Beth Gibbons et la symphonie des hipsters

En 2014, la chanteuse de Portishead s'est attaquée à l'interprétation de cette oeuvre très connue, que nous pourrions nommer affectueusement la symphonie des hipsters. Aujourd'hui âgée de 54 ans, la soliste anglaise en avait cinq de moins lorsqu'a été réalisé cet enregistrement en Pologne, devant public.

L'oeuvre pour soprano et orchestre symphonique (piano, cordes, harpe, trombones, bassons, contrebassons, cors, piccolos, flûtes, clarinettes) a été écrite entre le 30 octobre et le 30 décembre 1976 à Katowice, et créée en 1977 au Festival international d'art contemporain de Royan, en France.

Cette Troisième Symphonie du compositeur polonais Henryk Górecki (1933-2010), dite symphonie des chants plaintifs (op. 36), est l'une des rares oeuvres contemporaines de ce type à avoir connu un véritable rayonnement de masse, 15 ans après sa création, lorsque l'étiquette Nonesuch en a lancé l'enregistrement. Plus de 1 million d'albums ont alors été écoulés, fait rarissime dans le domaine de la musique contemporaine.

Devenue une oeuvre fétiche bien au-delà du monde classique, la Troisième Symphonie trouve preneur chez plusieurs amateurs de rock, de post-rock, de trip hop, d'indie pop et d'autres tendances musicales des dernières décennies. On se rappellera en outre l'adaptation en 2016 de l'oeuvre par le saxophoniste montréalais d'origine américaine Colin Stetson pour un orchestre de chambre hybride et la mezzo-soprano Megan Stetson, chanteuse de formation classique et frangine du fameux souffleur.

Comme l'Estonien Arvo Pärt ou le Britannique John Tavener, Henryk Górecki est aujourd'hui considéré comme l'un des plus célèbres « minimalistes mystiques » de notre temps, sous-tendance du grand courant minimaliste lancé par les Américains et traversé ici à la fois par les musiques sacrées du christianisme, les musiques tonales des époques prémodernes et par certaines avancées du langage musical contemporain.

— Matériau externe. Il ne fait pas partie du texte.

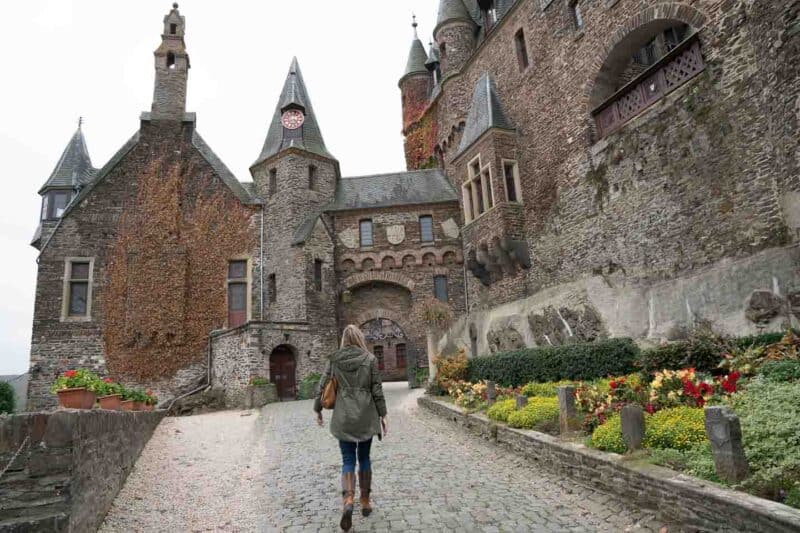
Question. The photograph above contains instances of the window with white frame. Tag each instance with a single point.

Inutile d'ajouter que cette Troisième Symphonie, construite sur trois mouvements lents, incantatoires, magnifiquement plaintifs, sied parfaitement à cette esthétique.

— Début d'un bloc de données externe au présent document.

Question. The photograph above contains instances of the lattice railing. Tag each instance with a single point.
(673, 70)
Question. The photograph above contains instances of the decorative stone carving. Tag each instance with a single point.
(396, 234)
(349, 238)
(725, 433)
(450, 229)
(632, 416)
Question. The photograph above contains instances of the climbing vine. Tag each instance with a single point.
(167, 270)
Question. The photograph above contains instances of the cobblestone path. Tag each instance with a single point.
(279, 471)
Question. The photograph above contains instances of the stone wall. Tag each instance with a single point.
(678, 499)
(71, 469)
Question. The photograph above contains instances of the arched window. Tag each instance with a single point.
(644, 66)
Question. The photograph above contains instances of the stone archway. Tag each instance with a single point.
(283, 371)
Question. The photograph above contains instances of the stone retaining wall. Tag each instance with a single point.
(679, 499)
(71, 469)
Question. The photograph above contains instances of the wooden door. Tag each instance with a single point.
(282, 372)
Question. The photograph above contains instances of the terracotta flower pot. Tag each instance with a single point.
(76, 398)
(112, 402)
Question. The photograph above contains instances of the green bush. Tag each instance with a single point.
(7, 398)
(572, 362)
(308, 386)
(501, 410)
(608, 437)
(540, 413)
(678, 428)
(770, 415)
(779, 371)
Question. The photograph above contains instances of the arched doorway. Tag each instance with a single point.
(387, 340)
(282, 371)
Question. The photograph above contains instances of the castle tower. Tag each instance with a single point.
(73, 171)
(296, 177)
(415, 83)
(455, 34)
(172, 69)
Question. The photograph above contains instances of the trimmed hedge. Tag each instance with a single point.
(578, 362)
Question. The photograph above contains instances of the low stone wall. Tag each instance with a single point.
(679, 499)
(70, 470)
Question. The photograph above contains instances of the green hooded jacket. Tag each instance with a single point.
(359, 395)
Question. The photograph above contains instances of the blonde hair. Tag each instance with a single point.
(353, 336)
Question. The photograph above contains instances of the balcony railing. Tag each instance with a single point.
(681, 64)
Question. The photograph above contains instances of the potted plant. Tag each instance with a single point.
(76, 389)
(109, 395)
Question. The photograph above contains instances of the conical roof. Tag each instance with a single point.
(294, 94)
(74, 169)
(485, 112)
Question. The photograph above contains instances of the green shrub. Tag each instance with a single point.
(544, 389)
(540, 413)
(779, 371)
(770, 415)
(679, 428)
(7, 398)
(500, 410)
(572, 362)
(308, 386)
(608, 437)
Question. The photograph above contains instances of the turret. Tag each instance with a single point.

Le premier mouvement (Lento-sostenuto tranquillo ma cantabile) s'amorce par un prélude orchestral enchaîné par une complainte inspirée des Chants de Lysagora qui remontent au XVsiècle. Ces chants sacrés évoquent l'amour maternel de la Vierge Marie pour le fils de Dieu, ce qui est tout à fait conforme au catholicisme fervent du compositeur.

Le deuxième mouvement (Lento e largo -tranquillisimo) est une prière adressée à la Vierge Marie qui fut inscrite par une prisonnière, Helena Wanda Blażusiakówna, sur le mur de sa cellule dans le siège central de la Gestapo, à Zakopane, ville du sud de la Pologne.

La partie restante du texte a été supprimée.